Happy Tuesday! Lawmakers on Tuesday will hold the first hearing on the military's "don't ask, don't tell" policy since July 2008, when Defense Secretary Robert M. Gates and Adm. Mike Mullen are expected to announce the creation of a group to assess how to carry out a full repeal of the decades-old policy that requires gays to keep their sexual orientation secret.
But the policy isn't going anywhere anytime soon, as Gates and Mullen are expected to tell the Senate Armed Services Committee that it could take years to integrate gay men and lesbians fully into the military, according to The Post's Craig Whitlock and Michael D. Shear. (The Federal Eye will live blog the Senate hearing, which is slated to begin around Noon ET.) Two appointees will be named to oversee a group that will draw up plans for integrating the armed forces, according to sources familiar with the Pentagon's deliberations on the subject. The planning effort is expected to take up to a year.

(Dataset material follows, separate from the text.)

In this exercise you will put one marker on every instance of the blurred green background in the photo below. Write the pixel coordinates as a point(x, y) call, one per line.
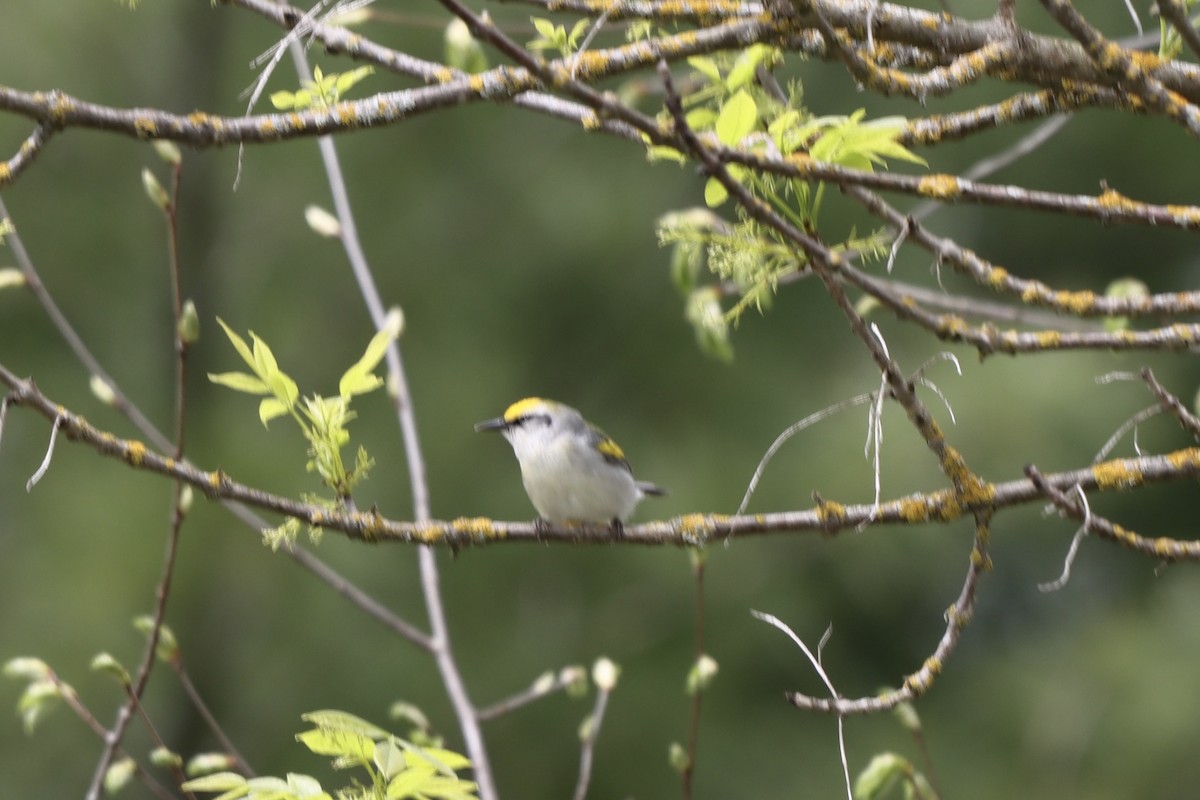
point(522, 251)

Gates -- who fired a top general on Monday for his failure to oversee the Joint Strike Fighter program -- has asked Pentagon lawyers whether the military could ignore allegations made by snitches, civilians or other third parties. Under such a scenario, gay military personnel would face discharge only if they themselves declare their sexual orientation. It's expected the military will let up on such charges in the interim while the group meets.